The redox state variation of orogenic granitoids along convergent plate margins is examined in the Phanerozoic Circum-Pacific Belt and in some Cryptozoic terranes. The Phanerozoic granitoids of the NW and NE Pacific Rims can be divided into reduced ilmenite series occurring in the accretionary terranes with compressional tectonic setting, and oxidised magnetite series intruding crystalline basements under extensional to intermediate regional stress regime. The ilmenite-series granitoids have negative but the magnetite series have positive δ34S values, which show a positive correlation with magnetic susceptibility of the granitoids. The negative δ34S sulphur originated in biogenic sulphur from accreted pelitic sediments and positive δ34S values show that sulphate sulphur migrated from seawater through subduction processes. The whole rock δ18O values are higher than 8 permil in the ilmenite series, but lower than 8 permil in the magnetite series, and as a whole show negative correlation with the magnetic susceptibility of the granitoids. The higher δ18O values reflect those of accreted sediments, whilst the lower δ18O values represent magmatic values of an oxidised mafic protolith at depth.The predominance of ilmenite-series granitoids of the NW Pacific rim can be explained by well-developed accretionary terranes in which mafic magmas from depth mingled with felsic magmas from the accretionary complex to form granodioritic magmas, whilst that of magnetite-series granitoids is postulated to be oxidised igneous sources for the magma generation and an extensional and/or intermediate tectonic setting for the magma ascent.
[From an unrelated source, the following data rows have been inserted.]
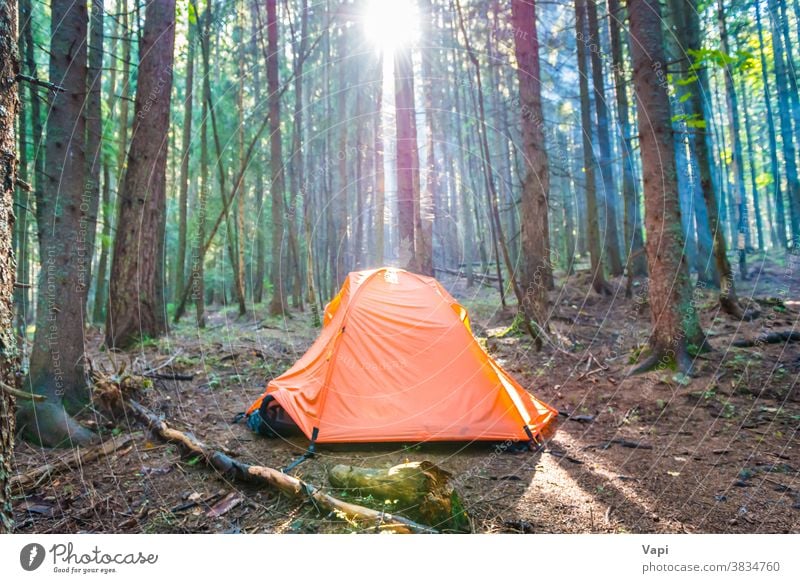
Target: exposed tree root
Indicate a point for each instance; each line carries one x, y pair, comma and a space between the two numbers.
271, 477
732, 307
77, 458
662, 358
769, 338
49, 425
The absence of the accretionary wedges by tectonic erosion and/or no fore-arc sedimentation also helped to form magnetite-series granitoids. Potassic granitoids are generally of oxidised type. A-type granites in late orogenic environments also belong to the magnetite series. Adakitic high-Sr/Y granitoids are oxidised in the Mesozoic–Cenozoic but are reduced in the Archaean TTG, reflecting the redox state of the then-current sea-floor environment. The oldest magnetite-series granite so far known is the 3105 Ma-old biotite granite of the Nelspruit batholith, South Africa.